At ten past midnight Julian D'estry -- he had added the apostrophe to impress clients -- poured himself another glass of Chardonnay and waved the bottle at the lithe blonde who lay, supine, on the adjacent sunlounger.

    Monica Belman shook her head. `I'm going for another swim.' She sat up and reached across to touch Julian's bare stomach.

   Her hand slid lower but he grabbed it before it reached its target. `Not now.'

    Monica pouted in exaggerated disappointment. `What's the matter?'

    `I'm a bit stressed out. Busy week.'

    `That's why we come down here. To relax ... to get away from all that. Come on. What's wrong?' She knelt up on her sunlounger and began fumbling with the back of her bikini top. `I know the perfect cure for stress.'

    `What?'

    `Wait and see.' She discarded her top and slipped elegantly out of her bikini bottom -- something most women are incapable of doing with any panache. Then she approached the edge of the pool and, after looking over her shoulder to make sure Julian was taking in the view, plunged her slender, naked body into the chlorinated blue waters of Worthy Court's communal indoor swimming pool.

    Julian propped himself up on his elbow and watched Monica appreciatively while he sipped his Chardonnay.

    `Put some music on,' shouted Monica from the pool, floating neatly on her sunbed-bronzed back.

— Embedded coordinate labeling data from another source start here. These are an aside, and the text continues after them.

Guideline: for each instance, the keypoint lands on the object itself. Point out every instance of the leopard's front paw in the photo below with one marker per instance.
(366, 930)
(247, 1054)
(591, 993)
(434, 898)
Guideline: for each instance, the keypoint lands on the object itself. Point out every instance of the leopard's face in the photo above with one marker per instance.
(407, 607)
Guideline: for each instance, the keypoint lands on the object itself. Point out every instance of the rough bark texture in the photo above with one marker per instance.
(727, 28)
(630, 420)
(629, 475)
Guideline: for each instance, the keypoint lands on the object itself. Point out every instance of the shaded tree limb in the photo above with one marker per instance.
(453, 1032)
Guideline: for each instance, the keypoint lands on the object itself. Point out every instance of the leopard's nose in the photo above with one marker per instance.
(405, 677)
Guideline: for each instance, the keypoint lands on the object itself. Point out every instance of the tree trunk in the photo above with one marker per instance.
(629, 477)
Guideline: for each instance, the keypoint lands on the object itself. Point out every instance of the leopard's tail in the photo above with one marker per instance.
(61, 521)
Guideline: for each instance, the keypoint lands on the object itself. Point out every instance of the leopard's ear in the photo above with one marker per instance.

    Julian obliged, placing a CD expounding the merits of `sexual healing' on the portable player by his side.

    `Turn it up. Right up. It'll get us in the mood.' Her voice held a cockney twang and more than a hint of erotic suggestion.

    Julian obeyed and, after a few minutes of watching Monica frolicking mermaid-like in the water, pulled off his swimming trunks and joined her in the pool. He swam up to her and she flipped onto her back, a come-hither look in her bright blue eyes.

    `Listen to the sound quality of those little speakers -- it pays to buy the best,' he called over the suggestive rhythm.

    `What? Can't hear you over the music,' Monica replied. She had no need of conversation. She reached for Julian's arm and pulled him towards her, her hand wandering downward to discover that the mad Friday evening drive from London to Devon had taken its toll on his libido. Monica, not one to give in without a fight, attached her mouth to his as the music that echoed off the swimming-pool walls approached its inevitable conclusion.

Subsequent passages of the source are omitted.